La cargaison de 314 paires bras de l'Inde qui en descendit allait se plier pour permettre de perpétuer l'exploitation de la canne en Guadeloupe, en remplacement du bois d'ébène qui avait 8 ans plutôt conquis sa liberté. En cette période de pois de bois, signalons pour la petite histoire qu'une quarantaine d'entre eux sera envoyée sur les habitations de Marie-Galante. Ce qui frappait mercredi dernier 24 décembre 2008 au monument de la Première Arrivée Indienne, c'était l'arc-en-ciel ethnique constitué par la petite foule venue marquer le 154è anniversaire.

Commémoration du 24 décembre 1854 Commémoration du 24 décembre 1854
Commémoration du 24 décembre 1854 Commémoration du 24 décembre 1854

Photos J.S.Sahaï

Descendants de bras d'ébène, de bois d'Inde, touristes et gens de tous brassages se côtoyaient, tant parmi les célébrants que la foule des passants qui marquaient l'arrêt, surpris par les sons et les couleurs qui faisaient vibrer un monument bien placé, mais quelque peu à l'étroit dans son enclos.

On ne fêtait pas une race, mais un apport, une culture, une foi, qui se partagent avec tous. Tous présents semblaient animés d'une même appréciation pour cette petite festivité pleine de signification qui a lieu chaque année depuis l'inauguration du monument le 23 Janvier 2005, retardée à cause d'un fait sismique en décembre 2004. Discours simple, M. Cheddie Sidambarom, maître de conférences à l'UAG, fait un rappel historique, nécessaire, car le détail de l'immigration indienne est toujours gravement absent de nos manuels scolaires. Pour pallier, la plaque du monument indique que 42.326 travailleurs de l'Inde arrivèrent à la Darse de 1854 à 1889, que parmi eux, 24.891 périrent, notamment de mauvais traitements, et que 9.460 retournèrent en Inde.

Pandit Elie Shitalou officie un rituel simple mais émouvant - lever de flamme, fleurs, fruits, benjoin au monument à la mémoire des ancêtres franchisseurs d'océans.  M. Maurice Mardivirin, frêle mais solide octogénaire canalien, chante un profond chant traditionnel en tamoul.  Les danseuses de l'association Padma de Petit-Canal exécutent, sur un enregistrement de musique traditionnelle indienne locale, des pas ancestraux heureusement préservés, de même que les danseuses traditionnelles d'Annick Ragouber.  Il est réconfortant pour tout un chacun de voir ici présentes cinq à six générations, et la communion de toutes les composantes pour honorer l'apport de l'Inde à notre culture pays, à la collectivité toute entière.

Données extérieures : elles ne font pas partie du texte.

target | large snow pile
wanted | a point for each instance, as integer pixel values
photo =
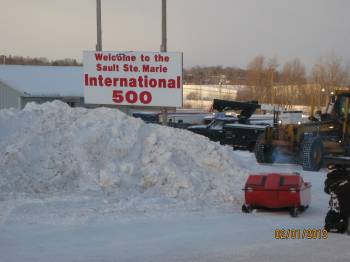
(52, 149)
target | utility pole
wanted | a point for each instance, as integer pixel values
(163, 48)
(99, 27)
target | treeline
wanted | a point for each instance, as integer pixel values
(269, 82)
(21, 60)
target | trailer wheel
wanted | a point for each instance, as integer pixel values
(263, 152)
(294, 212)
(246, 209)
(312, 154)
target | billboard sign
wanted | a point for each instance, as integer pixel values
(133, 78)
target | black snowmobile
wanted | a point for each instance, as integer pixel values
(337, 185)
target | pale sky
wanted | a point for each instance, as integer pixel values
(209, 32)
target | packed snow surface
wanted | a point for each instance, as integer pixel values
(52, 150)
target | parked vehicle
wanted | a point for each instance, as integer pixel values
(276, 191)
(311, 143)
(214, 130)
(243, 136)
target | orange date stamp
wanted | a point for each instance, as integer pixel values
(297, 233)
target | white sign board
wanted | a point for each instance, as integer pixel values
(133, 78)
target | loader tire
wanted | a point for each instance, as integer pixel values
(263, 152)
(312, 154)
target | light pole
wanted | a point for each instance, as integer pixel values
(163, 48)
(99, 26)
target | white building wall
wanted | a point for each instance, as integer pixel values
(9, 97)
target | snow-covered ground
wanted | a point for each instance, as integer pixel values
(96, 185)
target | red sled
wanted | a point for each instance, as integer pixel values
(277, 191)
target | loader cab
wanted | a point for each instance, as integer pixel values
(342, 106)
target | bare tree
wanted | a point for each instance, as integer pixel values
(327, 74)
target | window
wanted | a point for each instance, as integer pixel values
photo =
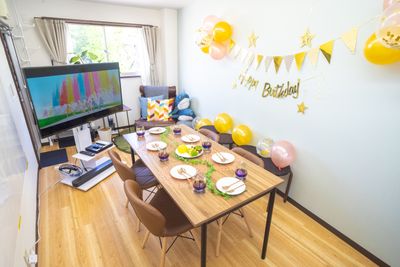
(109, 44)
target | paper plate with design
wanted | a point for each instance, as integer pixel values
(156, 145)
(157, 130)
(183, 172)
(231, 186)
(223, 157)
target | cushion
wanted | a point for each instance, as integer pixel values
(143, 104)
(150, 91)
(159, 110)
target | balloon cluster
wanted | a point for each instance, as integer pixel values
(282, 152)
(215, 37)
(383, 47)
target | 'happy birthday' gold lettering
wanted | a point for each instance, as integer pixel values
(281, 90)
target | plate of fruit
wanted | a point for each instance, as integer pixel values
(189, 151)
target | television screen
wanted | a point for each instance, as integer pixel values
(64, 97)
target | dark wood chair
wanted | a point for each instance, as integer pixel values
(162, 217)
(149, 124)
(224, 138)
(269, 166)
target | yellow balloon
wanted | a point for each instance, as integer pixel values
(222, 31)
(375, 52)
(203, 122)
(242, 135)
(205, 49)
(223, 123)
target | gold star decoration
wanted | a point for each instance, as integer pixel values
(301, 108)
(234, 85)
(306, 38)
(252, 40)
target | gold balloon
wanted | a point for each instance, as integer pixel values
(223, 123)
(242, 135)
(375, 52)
(222, 31)
(203, 122)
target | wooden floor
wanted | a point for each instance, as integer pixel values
(95, 229)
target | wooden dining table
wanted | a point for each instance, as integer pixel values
(203, 208)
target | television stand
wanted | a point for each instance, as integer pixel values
(82, 140)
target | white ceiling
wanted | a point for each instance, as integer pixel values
(176, 4)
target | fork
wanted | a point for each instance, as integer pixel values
(222, 158)
(233, 189)
(226, 187)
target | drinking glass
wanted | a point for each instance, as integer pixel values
(199, 183)
(163, 155)
(241, 171)
(206, 145)
(177, 130)
(140, 132)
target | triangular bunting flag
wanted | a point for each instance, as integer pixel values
(350, 39)
(327, 49)
(277, 62)
(299, 58)
(244, 55)
(267, 61)
(259, 60)
(288, 61)
(313, 56)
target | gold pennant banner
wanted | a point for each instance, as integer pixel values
(259, 60)
(350, 39)
(277, 62)
(327, 49)
(313, 56)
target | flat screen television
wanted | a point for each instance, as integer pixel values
(64, 97)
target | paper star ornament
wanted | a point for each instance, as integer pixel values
(306, 39)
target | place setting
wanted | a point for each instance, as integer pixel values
(157, 130)
(190, 138)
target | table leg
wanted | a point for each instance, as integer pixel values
(203, 245)
(127, 118)
(268, 222)
(132, 155)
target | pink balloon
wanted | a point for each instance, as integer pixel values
(283, 154)
(217, 51)
(209, 23)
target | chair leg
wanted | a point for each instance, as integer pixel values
(163, 251)
(146, 237)
(288, 186)
(246, 221)
(219, 236)
(138, 225)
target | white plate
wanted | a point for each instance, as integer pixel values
(239, 187)
(228, 156)
(157, 130)
(156, 145)
(190, 170)
(190, 138)
(187, 156)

On aura vu en effet côte à côte un Eliézère Sitcharn, président des Amis de l'Inde, un Jaques Sidambarom, descendant direct de celui à qui les Indiens doivent leur sortie de l'apatridité, un Luc Reinette, une Evelyne Pauline, un Yvon Coudrieu, rescapé des dramatiques événements de 1967, la noble Madame George Tarer, représentant la municipalité, la presse, RFO... et de nombreux passants et touristes. Tous ont rehaussé de leur présence un événement dont la jovialité, l'esprit de famille et l'ouverture n'auront échappé à personne. Et c'est un front uni de tous grades et qualités qui s'est dirigé vers la mer pour y déposer non sans émotion, quelques fleurs et pétales. A travers l'espace et le temps c'est la reconnaissance de la Guadeloupe à ses enfants venus des océans lointains, saluée d'ailleurs aussitôt par un bref grain de pluie.

Quant à la "petite collation" qui a clos l'événement, pour employer l'humble mot de Fred Négrit, présentateur émérite de cette commémoration et Président du Centre Guadeloupéen pour la Promotion des Langues Indiennes, ce fut un délicieux régal de vadè, pannialon, loti... qui n'a laissé aucun palais indifférent.

Comme si Dieux et Déesses, en cette période de boire et manger, nous rappelaient que les papilles de la nation seront toujours garantes de son unité.